Seit längerer Zeit ist bekannt, dass der Unterhalt, die Hauswartung und der Betrieb von Mehrzweckgebäude, Sportanlage, Schwimmbad, Werkhof (ehemals Haus Schiele) und weiterer Gebäude der Gemeinde nicht mit dem vorhandenen Stellenumfang bewältigt werden kann. Deshalb wurde nach Abschluss der Bauarbeiten am Mehrzweckgebäude eine unabhängige Arbeitsplatzberechnung, durch eine Fachfirma, in Auftrag gegeben. Bis anhin standen dem Betriebsleiter Sepp Brunner und seiner Frau Rösli Brunner, als Festangestellte, nebst den bewährten Aushilfen im Schwimmbad jeweils temporäre Hilfskräfte für die übrigen Arbeiten zur Verfügung. Die Lösung der Unterstützung in der Hauswartung hat sich, im Gegensatz zum Schwimmbad, als ungeeignet erwiesen.

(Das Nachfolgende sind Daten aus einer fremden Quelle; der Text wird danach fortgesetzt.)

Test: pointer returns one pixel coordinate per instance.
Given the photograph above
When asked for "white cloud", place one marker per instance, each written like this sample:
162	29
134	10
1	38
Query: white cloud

Der Gemeinderat hat deshalb beschlossen die bis anhin temporären Lösungen, in eine feste Anstellung, entsprechend des ausgewiesenen Bedarfs, umzuwandeln. In der Zwischenzeit wurde die 50 bis 70 Prozent-Stelle ausgeschrieben. Parallel dazu soll auch eine generelle Neustrukturierung der Betreuung aller gemeindeeigenen Gebäude geprüft werden, damit für die Zukunft die Stellvertretung verbindlich geregelt ist.
Befristete Anstellung
Die enorme Belastung durch die Bauarbeiten am Mehrzweckgebäude haben dazu geführt, dass bei Sepp und Rösli Brunner im Jahre 2007 ein unverhältnismässiger Überzeitsaldo entstanden ist. Der Gemeinderat hat deshalb in Absprache mit den Betroffenen vereinbart, dass ein Teil der Überzeit ausbezahlt und der Rest kompensiert wird.
Die Kompensation, stellt aus Sicht des Gemeinderates, im Hinblick auf die Gesundheit der Arbeitnehmenden, eine nicht zu unterschätzende Massnahme dar. Deshalb wurden die Verantwortlichen beauftragt nach einer entsprechenden Lösung Ausschau zu halten. Der Rat freut sich, dass per 22. Januar 2008 Herr Kurt Jakob Eckstein, wohnhaft in Trogen für die Zeit von drei Monaten, mit einer Option auf einen zusätzlichen Monat, angestellt werden konnte. Eckstein ist ein erfahrener Hauswart und soll nach einer kurzen Einarbeitungsphase die Stellvertretung des Betriebsleiters übernehmen und so den erforderlichen Abbau der Überzeit ermöglichen. Der Gemeinderat wünscht Herr Eckstein einen guten Start und viel Freude bei dieser spannenden Aufgabe.